The WHO’s global strategy for eradicating cervical cancer seeks to attain a 90% HPV vaccination rate for girls by the age of 15, 70% of women being screened for the disease using high-performance tests by the ages of 35 and 45 years, and 90% of those who are diagnosed with the disease receiving treatment [10]. The secondary prevention measures include the screening of women for cancer lesions; this recommended the screening to start from the age of 30 years for women without HIV and 25 years for WLHIV as they are more at risk than the former [1]. With the high risk of HPV in WLHIV, the WHO first called for action to eliminate CC in 2018. The member countries were advised to have the mandatory screening of cancer lesions using various high-performance tests including HPV deoxyribonucleic acid (HPV DNA) that is highly recommended, visual inspection with Acetic Acid (VIA) which is commonly used in LMICs, and Conventional Pap Smear among others to increase the early detection of the disease [10]. All WLHIV on ART in Uganda between the ages of 25 and 49 years are advised to undergo CC screening, which is primarily conducted through VIA and those who screen positive with eligible precancerous lesions are treated by cryotherapy [11, 12]. However, the screening and vaccination against HPV are still low in LMICs [13].
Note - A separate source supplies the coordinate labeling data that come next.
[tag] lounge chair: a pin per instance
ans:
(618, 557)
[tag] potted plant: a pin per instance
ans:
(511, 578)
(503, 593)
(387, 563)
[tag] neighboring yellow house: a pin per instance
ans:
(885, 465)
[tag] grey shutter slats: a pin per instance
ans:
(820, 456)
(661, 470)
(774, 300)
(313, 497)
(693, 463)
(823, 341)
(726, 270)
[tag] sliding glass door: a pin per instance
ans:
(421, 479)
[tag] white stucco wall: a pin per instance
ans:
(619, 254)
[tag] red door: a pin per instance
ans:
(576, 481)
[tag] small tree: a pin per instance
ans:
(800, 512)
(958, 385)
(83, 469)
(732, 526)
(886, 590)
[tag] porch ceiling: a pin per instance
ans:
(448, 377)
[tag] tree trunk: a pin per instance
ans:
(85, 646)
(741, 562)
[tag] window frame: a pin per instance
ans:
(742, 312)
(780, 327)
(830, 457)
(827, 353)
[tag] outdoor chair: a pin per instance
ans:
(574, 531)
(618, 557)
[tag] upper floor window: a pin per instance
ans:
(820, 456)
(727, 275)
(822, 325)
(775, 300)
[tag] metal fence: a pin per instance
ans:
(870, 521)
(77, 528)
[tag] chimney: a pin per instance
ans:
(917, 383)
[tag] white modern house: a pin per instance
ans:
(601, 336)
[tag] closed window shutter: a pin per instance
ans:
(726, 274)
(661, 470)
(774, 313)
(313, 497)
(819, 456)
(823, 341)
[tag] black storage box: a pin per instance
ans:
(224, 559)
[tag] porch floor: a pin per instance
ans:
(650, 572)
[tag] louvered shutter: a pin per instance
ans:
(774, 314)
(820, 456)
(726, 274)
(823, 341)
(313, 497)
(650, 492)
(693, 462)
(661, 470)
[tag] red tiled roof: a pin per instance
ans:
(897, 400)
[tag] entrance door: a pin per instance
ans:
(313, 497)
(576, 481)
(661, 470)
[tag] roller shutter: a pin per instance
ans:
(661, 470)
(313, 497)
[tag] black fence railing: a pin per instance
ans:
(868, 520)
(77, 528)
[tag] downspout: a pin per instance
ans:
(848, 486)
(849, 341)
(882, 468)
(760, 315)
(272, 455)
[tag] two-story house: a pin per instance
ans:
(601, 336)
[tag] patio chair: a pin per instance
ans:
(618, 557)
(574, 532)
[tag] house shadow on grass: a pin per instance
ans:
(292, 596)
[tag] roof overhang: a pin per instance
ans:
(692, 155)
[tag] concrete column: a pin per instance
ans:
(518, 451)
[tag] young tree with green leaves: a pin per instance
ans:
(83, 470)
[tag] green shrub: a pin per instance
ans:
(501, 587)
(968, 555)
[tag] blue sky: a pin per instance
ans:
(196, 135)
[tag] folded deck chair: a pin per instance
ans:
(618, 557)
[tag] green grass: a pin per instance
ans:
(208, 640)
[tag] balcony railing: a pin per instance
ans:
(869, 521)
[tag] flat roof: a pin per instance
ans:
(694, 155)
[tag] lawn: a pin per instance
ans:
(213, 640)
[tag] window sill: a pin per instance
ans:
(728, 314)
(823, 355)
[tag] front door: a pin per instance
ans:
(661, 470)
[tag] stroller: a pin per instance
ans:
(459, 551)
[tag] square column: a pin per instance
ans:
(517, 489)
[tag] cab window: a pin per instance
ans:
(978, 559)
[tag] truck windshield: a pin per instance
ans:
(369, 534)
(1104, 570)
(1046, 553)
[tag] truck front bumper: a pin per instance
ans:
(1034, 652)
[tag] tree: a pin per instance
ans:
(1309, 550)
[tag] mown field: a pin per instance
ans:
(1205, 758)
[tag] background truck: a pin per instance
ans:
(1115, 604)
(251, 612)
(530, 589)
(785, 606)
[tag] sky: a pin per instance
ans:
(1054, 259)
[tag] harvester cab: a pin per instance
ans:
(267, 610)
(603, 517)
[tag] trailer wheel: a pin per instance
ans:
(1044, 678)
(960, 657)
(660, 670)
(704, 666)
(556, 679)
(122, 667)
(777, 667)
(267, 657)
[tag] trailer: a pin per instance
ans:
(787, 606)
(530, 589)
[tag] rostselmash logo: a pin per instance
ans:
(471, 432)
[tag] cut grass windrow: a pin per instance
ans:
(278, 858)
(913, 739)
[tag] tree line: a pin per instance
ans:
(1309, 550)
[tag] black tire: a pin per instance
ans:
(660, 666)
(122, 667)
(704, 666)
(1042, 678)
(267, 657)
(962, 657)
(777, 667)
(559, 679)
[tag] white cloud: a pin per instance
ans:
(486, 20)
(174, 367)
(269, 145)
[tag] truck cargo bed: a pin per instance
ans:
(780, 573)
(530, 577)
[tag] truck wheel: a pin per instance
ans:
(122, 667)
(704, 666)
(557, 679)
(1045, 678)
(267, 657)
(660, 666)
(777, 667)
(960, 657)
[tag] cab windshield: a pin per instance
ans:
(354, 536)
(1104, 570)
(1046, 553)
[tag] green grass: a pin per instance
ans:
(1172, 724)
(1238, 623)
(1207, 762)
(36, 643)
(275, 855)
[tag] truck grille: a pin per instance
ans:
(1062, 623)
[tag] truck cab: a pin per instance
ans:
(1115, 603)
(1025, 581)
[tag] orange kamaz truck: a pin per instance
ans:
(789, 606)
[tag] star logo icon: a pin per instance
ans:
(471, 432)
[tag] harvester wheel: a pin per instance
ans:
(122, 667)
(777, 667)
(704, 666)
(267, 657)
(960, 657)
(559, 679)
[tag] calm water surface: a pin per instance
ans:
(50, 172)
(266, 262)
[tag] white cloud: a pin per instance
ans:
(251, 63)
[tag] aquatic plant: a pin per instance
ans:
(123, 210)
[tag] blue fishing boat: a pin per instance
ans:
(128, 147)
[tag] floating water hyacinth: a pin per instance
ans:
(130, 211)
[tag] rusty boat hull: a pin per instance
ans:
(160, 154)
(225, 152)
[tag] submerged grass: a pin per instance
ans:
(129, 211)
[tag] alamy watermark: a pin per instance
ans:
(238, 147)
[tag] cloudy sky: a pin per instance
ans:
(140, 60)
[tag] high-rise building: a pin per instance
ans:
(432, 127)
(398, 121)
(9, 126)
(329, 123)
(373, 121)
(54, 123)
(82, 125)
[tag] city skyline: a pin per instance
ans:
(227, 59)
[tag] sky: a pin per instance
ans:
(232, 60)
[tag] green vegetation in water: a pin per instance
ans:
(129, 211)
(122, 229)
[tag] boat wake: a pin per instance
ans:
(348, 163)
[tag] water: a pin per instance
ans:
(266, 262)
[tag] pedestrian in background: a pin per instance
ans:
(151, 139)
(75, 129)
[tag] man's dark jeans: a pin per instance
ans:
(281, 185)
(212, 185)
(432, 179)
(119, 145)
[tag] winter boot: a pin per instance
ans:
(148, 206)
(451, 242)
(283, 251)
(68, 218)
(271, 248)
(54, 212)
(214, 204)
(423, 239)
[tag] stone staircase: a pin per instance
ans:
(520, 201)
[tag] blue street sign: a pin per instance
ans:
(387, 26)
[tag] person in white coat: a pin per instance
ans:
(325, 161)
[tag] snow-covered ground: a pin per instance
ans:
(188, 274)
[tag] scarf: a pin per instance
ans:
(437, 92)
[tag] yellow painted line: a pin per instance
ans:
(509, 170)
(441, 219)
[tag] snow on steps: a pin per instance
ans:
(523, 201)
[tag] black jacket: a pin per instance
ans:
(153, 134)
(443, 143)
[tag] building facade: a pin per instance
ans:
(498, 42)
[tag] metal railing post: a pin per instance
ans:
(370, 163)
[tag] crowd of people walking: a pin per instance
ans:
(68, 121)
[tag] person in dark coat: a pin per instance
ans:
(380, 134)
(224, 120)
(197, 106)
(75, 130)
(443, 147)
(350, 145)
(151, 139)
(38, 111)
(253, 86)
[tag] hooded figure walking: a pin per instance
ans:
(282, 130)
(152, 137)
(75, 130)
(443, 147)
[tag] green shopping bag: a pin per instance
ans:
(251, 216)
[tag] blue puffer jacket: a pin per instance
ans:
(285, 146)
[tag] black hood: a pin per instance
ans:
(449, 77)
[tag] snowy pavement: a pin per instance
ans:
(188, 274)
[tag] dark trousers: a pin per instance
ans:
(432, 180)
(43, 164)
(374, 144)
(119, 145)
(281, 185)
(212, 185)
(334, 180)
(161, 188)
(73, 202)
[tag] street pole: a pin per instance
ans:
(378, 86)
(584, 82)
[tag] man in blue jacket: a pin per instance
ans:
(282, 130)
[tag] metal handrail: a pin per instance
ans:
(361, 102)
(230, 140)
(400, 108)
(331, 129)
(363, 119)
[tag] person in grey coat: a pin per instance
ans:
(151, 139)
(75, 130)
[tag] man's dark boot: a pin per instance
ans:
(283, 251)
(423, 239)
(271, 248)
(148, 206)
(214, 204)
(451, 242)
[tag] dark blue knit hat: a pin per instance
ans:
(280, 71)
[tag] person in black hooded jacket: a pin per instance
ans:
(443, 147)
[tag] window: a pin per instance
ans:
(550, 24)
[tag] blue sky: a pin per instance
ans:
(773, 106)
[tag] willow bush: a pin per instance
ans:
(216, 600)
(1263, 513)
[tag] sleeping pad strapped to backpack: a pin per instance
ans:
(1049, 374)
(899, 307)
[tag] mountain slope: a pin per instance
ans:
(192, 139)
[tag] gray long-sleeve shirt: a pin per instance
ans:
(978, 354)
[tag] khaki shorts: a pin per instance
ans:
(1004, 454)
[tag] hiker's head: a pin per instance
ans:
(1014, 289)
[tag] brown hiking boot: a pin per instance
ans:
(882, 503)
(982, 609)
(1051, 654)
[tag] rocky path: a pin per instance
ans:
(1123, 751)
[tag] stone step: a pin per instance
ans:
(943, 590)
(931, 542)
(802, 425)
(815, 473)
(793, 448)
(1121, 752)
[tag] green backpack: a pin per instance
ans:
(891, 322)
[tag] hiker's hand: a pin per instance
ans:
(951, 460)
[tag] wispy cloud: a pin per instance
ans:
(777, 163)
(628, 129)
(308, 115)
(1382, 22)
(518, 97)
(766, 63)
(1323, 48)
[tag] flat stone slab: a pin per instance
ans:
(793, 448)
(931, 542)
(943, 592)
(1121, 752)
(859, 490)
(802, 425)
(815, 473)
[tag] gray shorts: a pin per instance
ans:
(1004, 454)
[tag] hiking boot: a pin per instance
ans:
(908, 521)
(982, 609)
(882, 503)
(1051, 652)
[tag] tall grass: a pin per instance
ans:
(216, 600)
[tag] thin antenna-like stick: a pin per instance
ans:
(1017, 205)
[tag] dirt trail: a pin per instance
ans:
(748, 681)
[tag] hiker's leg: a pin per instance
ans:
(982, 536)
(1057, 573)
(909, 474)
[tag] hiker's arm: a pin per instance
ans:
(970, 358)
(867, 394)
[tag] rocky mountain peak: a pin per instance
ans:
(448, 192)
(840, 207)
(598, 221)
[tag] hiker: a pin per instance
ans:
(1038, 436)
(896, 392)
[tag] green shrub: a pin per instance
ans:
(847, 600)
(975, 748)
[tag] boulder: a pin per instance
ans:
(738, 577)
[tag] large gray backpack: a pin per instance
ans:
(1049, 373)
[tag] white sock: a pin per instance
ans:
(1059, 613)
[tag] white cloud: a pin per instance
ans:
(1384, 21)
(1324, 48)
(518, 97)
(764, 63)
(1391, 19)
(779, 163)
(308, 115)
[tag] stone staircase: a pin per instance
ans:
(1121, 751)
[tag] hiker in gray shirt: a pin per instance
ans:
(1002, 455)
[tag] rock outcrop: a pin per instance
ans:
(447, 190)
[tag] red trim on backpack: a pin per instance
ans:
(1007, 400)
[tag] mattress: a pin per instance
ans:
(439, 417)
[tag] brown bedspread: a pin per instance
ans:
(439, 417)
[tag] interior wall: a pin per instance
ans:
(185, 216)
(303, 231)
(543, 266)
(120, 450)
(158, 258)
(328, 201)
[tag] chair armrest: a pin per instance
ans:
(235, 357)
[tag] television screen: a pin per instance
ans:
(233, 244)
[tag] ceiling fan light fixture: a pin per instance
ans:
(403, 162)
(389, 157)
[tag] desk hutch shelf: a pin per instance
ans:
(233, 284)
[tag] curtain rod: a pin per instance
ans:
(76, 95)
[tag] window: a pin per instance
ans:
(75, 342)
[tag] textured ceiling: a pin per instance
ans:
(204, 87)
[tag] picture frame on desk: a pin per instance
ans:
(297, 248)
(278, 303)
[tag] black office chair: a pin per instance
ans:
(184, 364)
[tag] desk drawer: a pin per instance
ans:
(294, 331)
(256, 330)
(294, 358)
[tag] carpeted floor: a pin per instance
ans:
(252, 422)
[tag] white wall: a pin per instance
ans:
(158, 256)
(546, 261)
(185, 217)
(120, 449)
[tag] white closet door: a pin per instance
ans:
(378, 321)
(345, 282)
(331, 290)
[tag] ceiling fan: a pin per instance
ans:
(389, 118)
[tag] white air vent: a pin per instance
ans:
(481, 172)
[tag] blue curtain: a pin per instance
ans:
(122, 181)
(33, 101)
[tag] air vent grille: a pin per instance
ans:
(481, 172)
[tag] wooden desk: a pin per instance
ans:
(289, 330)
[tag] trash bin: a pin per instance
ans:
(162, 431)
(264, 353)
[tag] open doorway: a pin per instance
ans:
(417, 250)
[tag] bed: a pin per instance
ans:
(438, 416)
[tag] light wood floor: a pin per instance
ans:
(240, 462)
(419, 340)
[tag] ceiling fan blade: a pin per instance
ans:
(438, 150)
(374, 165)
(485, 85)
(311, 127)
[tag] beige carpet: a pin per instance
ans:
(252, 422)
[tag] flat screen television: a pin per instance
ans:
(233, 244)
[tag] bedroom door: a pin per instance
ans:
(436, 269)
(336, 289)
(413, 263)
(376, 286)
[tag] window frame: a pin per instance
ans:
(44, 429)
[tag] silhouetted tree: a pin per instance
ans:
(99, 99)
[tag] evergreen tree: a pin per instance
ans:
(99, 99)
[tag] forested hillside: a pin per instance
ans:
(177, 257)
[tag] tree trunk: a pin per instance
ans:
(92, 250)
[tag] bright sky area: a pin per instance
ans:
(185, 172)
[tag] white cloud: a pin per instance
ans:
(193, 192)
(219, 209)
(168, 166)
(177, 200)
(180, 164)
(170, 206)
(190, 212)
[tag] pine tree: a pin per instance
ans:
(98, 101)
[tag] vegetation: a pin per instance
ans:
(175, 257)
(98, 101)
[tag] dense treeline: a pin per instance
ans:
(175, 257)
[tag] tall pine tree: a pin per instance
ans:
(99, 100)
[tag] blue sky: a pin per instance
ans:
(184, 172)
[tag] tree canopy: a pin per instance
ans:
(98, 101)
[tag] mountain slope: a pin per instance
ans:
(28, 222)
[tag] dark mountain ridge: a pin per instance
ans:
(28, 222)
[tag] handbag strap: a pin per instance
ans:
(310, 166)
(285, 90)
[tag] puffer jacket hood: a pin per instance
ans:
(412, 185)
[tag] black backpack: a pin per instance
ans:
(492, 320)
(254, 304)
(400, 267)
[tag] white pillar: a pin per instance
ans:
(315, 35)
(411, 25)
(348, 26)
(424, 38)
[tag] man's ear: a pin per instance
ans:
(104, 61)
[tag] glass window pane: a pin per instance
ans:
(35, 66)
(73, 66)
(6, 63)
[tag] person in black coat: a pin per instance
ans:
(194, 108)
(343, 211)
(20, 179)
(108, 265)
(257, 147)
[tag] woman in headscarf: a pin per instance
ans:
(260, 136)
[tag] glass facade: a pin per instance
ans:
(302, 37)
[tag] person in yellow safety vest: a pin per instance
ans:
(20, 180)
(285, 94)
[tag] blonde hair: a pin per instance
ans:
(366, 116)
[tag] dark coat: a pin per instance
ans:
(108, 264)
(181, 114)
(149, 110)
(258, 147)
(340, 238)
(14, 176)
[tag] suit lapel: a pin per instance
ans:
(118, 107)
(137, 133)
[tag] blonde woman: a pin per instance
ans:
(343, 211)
Machine learning (ML) techniques in healthcare can aid in the early diagnosis of CC and precancerous lesions by leveraging the available data [14] which could reduce the costs involved in the screening. Various ML models have been applied to predict disease outcomes including Logistic Regression (LR), Decision trees (DT), Random Forests (RF), K-Nearest Neighbors (KNN), Support Vector machines (SVM) among other techniques [14,15,16,17,18]. However, these techniques have not been popularly used in predicting disease outcomes within Sub-Saharan Africa including Uganda. Furthermore, the applied models have focused on the general population of women with CC with few or no studies focusing on particularly those living with HIV. We therefore propose to assess the performance of these models in predicting CC among WLHIV on ART and identify some of the best predictors.

Methods

The study used secondary data of 3025 women obtained from three health facilities in central Uganda at the level of Health Center IV (HC IV) that is Kajjansi HC IV, Ndejje HC IV and Kasangati HC IV. This is because HIV is more prevalent in this region [19]. It included all WLHIV who had been screened at least once for cervical cancer regardless of their ART start date. The facility in-charges were contacted to request permission to access the data, and the letter of acceptance to collect the data was signed.

Variables of interest

The outcome variable, CC screening was categorized as “evidence of malignancy” for those who screened positive for CC and “no evidence of malignancy” for those who screened negative at facility level. Those who screened positive were coded as “1” and those who screened negative for CC were coded as “0” in the study.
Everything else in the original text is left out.